Wat een prachtig gezicht hoe die leukocyt de borrelia bacterie opruimt
Ned. Ver. v. Hematologie Witte bloedcellen (leukocyten) worden vooral gevormd in het beenmerg. Het aantal witte bloedcellen is veel kleiner dan het aantal rode bloedcellen (de verhouding is ongeveer 1: 650). Er zijn vijf typen witte bloedcellen (leukocyten):
Lymfocyten:
B-lymfocyten. Wanneer een vreemde stof het lichaam binnendringt kunnen B-lymfocyten uitrijpen tot plasmacellen. Plasmacellen leven voornamelijk in het beenmerg en produceren immunoglobulinen (antistoffen) die ziektekiemen zoals bacteriën en virussen herkennen en vernietigen;
T-lymfocyten. Deze lymfocyt wordt niet alleen in het beenmerg, maar ook in de milt, lymfeklieren en thymus gevormd. Er zijn verschillende soorten T-cellen, elk met een gespecialiseerde taak. Sommige T-cellen helpen het lichaam zich te beschermen tegen virussen, schimmels en bacteriën. Ze herkennen specifieke stoffen gevonden in cellen die met een virus besmet zijn, en vernietigen deze cellen dan (suppressor T-cel).

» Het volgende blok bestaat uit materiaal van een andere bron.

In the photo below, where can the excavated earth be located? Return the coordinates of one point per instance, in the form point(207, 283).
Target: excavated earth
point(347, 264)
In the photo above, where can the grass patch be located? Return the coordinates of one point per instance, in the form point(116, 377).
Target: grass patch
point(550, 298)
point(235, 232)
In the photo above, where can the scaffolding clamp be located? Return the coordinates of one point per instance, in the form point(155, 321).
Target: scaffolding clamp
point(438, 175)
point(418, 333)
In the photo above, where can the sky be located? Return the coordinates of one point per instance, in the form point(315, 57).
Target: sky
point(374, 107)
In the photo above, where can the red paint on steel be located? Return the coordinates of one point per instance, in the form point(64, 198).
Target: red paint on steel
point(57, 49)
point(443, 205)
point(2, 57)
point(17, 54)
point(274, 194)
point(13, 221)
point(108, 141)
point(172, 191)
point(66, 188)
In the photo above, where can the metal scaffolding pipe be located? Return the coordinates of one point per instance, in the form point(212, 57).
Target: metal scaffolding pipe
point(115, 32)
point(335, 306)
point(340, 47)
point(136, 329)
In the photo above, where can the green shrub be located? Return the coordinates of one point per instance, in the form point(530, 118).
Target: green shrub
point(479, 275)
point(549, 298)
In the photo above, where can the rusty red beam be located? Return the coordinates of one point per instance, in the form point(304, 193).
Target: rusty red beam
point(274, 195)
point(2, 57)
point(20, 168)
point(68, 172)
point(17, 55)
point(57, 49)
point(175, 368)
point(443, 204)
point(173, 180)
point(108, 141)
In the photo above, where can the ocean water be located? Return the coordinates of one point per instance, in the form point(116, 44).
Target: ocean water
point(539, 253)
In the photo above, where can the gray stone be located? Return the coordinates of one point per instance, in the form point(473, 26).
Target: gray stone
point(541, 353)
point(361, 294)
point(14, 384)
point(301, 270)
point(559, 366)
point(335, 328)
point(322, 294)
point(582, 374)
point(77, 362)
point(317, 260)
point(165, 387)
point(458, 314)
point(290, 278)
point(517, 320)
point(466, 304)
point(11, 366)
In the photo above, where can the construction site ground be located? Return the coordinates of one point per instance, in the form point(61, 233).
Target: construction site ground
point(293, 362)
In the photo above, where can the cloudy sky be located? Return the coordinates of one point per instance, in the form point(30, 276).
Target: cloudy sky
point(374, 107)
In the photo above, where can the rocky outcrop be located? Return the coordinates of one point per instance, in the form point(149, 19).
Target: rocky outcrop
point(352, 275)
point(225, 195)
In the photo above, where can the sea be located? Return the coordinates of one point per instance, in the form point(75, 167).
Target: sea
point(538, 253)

T-cellen kunnen ook bepaalde stoffen genaamd cytokines afgeven. Cytokines trekken andere typen witte bloedcellen aan, die cellen verteren op hun beurt de geïnfecteerde cellen verteren (cytotoxische T-cel). Sommige soorten T-cellen spelen een rol in het stimuleren of vertragen van de activiteit van andere cellen in het immuunsysteem (helper T-cel);
natural killer cellen. Deze cellen vormen in het immuunsysteem van de mens de eerste verdediging tegen vreemde indringers zoals tumoren, bacteriën en virussen. Natural killer cellen danken hun naam aan het feit dat zij niet te reageren op specifieke antigenen, ze reageren van nature op lichaamsvreemde "indringers".
Granulocyten:
Neutrofielen beschermen het lichaam tegen infecties door bacteriën en schimmels en kunnen lichaamsvreemde stoffen opnemen;
Eosinofielen vernietigen kankercellen en parasieten en zijn betrokken bij allergische reacties;
Basofielen zijn betrokken bij allergische reacties
Monocyten verteren dode of beschadigde cellen en bieden bescherming tegen vele organismen.

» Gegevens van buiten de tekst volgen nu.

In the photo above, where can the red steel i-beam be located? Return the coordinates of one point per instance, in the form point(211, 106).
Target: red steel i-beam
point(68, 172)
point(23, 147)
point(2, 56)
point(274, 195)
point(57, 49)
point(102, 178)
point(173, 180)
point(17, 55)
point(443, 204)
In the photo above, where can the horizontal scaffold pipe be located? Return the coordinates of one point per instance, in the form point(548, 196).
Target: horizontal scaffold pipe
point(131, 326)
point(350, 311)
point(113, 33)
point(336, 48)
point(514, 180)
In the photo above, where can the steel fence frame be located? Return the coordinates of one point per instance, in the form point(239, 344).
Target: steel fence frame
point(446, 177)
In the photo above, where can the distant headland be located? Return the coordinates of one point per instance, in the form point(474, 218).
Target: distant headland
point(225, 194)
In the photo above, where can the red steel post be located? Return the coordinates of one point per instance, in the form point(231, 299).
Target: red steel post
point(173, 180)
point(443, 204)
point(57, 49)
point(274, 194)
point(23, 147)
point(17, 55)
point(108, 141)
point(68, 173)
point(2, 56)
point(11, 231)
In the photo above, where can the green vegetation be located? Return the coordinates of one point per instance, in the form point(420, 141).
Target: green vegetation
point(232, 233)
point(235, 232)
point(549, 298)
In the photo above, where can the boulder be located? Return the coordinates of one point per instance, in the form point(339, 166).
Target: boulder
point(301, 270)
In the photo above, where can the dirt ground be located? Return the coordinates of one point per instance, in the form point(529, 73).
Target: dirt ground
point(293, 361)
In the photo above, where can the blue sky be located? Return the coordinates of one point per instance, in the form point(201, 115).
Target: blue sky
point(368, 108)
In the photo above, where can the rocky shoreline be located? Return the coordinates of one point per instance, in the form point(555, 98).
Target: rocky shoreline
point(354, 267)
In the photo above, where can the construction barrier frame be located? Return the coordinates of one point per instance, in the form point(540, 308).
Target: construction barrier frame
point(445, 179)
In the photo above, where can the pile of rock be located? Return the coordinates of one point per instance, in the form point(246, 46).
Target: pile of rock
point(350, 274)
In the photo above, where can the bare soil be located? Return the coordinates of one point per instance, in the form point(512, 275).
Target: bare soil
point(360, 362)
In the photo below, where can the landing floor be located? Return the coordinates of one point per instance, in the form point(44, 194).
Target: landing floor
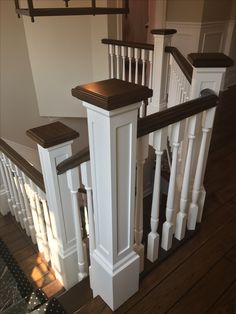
point(27, 256)
point(200, 277)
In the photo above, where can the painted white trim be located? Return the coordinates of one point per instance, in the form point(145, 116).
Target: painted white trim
point(230, 29)
point(29, 153)
point(213, 34)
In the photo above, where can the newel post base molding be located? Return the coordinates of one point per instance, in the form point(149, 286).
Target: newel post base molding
point(112, 110)
point(54, 145)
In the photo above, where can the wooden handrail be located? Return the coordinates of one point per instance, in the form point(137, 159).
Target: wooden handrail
point(128, 44)
point(23, 164)
point(73, 161)
point(183, 63)
point(180, 112)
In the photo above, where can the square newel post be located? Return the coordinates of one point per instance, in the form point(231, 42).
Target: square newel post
point(54, 145)
point(112, 110)
point(208, 72)
point(162, 39)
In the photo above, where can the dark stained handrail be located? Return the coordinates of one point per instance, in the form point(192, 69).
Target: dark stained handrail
point(128, 44)
point(183, 63)
point(180, 112)
point(73, 161)
point(23, 164)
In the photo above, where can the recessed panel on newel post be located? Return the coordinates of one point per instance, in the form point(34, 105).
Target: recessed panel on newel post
point(112, 109)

Sommige leukocyten stromen vrij door de bloedsomloop. Andere kleven tegen de bloedwand of dringen door in lichaamsweefsels. Wanneer leukocyten de plaats van een infectie of ander probleem bereiken, geven zij substanties af die nog meer leukocyten aantrekken (de eerder genoemde cytokines). De leukocyten functioneren zo als een legertje dat het lichaam beschermt tegen vreemde organismen.
Wanneer het aantal leukocyten te laag is (leukopenie), zullen vaker infecties voorkomen. Een hoger dan normaal aantal leukocyten (leukocytose) veroorzaakt niet direct symptomen maar kan een aanwijzing zijn voor een infectie of voor leukemie.